Quella notte, però, riuscì a sognare intensamente. Sentì quelle sue due ore tutte occupate da scene intense e straordinarie, lontane. Tendeva una mano, che vedeva davanti a sé, trasmutata, o forse per la prima volta la vedeva con gli occhi degli eredi, di quelli che le stavano attorno: l’avrebbe potuta definire tozza e grassoccia, ma al tempo stesso magra all’inverosimile, e non conosceva la parola “ossimoro”. Le parole di una lingua schietta come spine di cardi selvatici e un odore fumoso di campagne di janare erano tutto ciò con cui fronteggiava l’oscurità, le uniche risorse da imbracciare nell’ignoto che il sogno le poneva davanti. Ma ciò che vide, e che pensò di vedere per l’interezza delle due ore di sonno, spossandola, e che invece era l’ultimo gemito dell’immagine mentale negli ultimi secondi precedenti il risveglio, tutte quelle visioni non facevano tutte paura. La mano, tozza e grassoccia e magrissima, roteava le dita rese viola dal sangue affaticato e dalla fede d’oro stretta alla base dell’anulare. Le immagini fuggivano, ed ecco, se n’erano andate. “Ci sia la luce”, ricordava questo e altre frasi più antiche di lei, quando spalancava gli occhi minuti, si alzava, faceva la prima passeggiata del mattino. Si toccò i fianchi e le braccia, si batté per scostare una materia sconosciuta: le era rimasta vischiosamente attaccata da uno dei sogni che aveva attraversato, il più strano di tutti. Ebbe un prurito dietro le orecchie e sul mento, ma non si grattò perché non era solita farlo.


Passetti letargici, una fatica inenarrabile per ciascuno. Forse perché ogni mattonella della casa era un riecheggiare di voci, di presenze, di forme passate. I quadri della figlia, lei non era più come quando li aveva dipinti. Fotografia incorniciata con dentro un figlio mutato di aspetto, quando viene in visita potrebbe vederlo posto accanto alla foto e non riuscirebbe a dire una differenza, può farlo solo quando non c’è, quando cammina in casa o per le scale. E deve passeggiare, deve muoversi all’interno della casa trascinando il carrello, per non scomparire del tutto nella stasi, per ricordare giorni in cui le cose si spostavano. Eppure, non era per quello stesso spostamento che erano avvenuti quei fenomeni? Trasformazioni troppo dolorose, sparizioni. Era veramente stando fermi in poltrona o sul letto che si scompariva?
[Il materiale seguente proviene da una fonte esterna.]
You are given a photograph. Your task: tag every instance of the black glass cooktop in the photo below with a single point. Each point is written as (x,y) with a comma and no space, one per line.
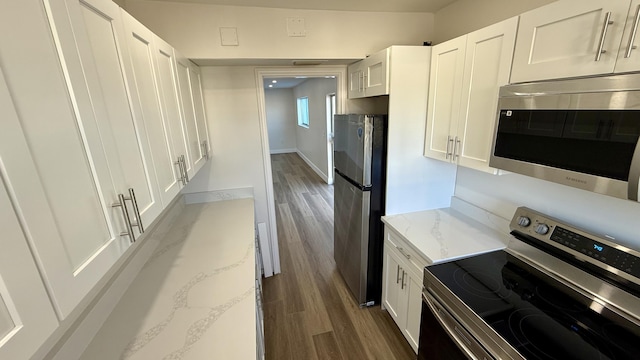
(540,317)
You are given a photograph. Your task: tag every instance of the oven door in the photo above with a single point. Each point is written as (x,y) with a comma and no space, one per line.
(443,337)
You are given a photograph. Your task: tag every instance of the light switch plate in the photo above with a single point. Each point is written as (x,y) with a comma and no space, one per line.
(295,27)
(229,36)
Il medico aveva detto così, di camminare altrimenti il dolore alla schiena e le gambe sarebbe peggiorato. Ma tutti quanti gli altri, erano scomparsi vivendo. All’ingresso, si fermò davanti al cappello appeso, alla foto di lui, al calendario con le fiamme gialle, a un dolore alla base del ventre che l’aveva accompagnata un giorno lontano entrando per quella stessa porta, ricordandosi all’improvviso di un lutto. Anche allora aveva allungato un braccio al mobile di legno, l’ultima cosa rimasta a sorreggerla in tutto il mondo che incomprensibile continuava a girare su se stesso, e mentre sentiva il vorticare inarrestabile del pavimento, di tutte le cose che sembravano far perno su di lei e sul suo dolore, era sola, fuori dal campo visivo di tutti, dalle orecchie che avrebbero potuto udire il suo ansimare più affranto che mai. Ora, ansima in quello stesso modo anche soltanto per camminare con più fretta del solito, uno sforzo fisico che avrebbe compiuto con facilità appena dieci, vent’anni prima, una nullità. Ma non c’è da temere che si ripeta lo stesso dolore a ogni rantolo: dietro gli occhi neri, che hanno dormito e hanno visto sogni e miracoli, le cose cominciano a eguagliarsi, tutta la vita è una stessa esperienza, tutti i lutti e le sparizioni sono ammassati in un punto. Ha forma di pupilla ed è nero, incastonato tra cataratte, lacrimevole ma fermo.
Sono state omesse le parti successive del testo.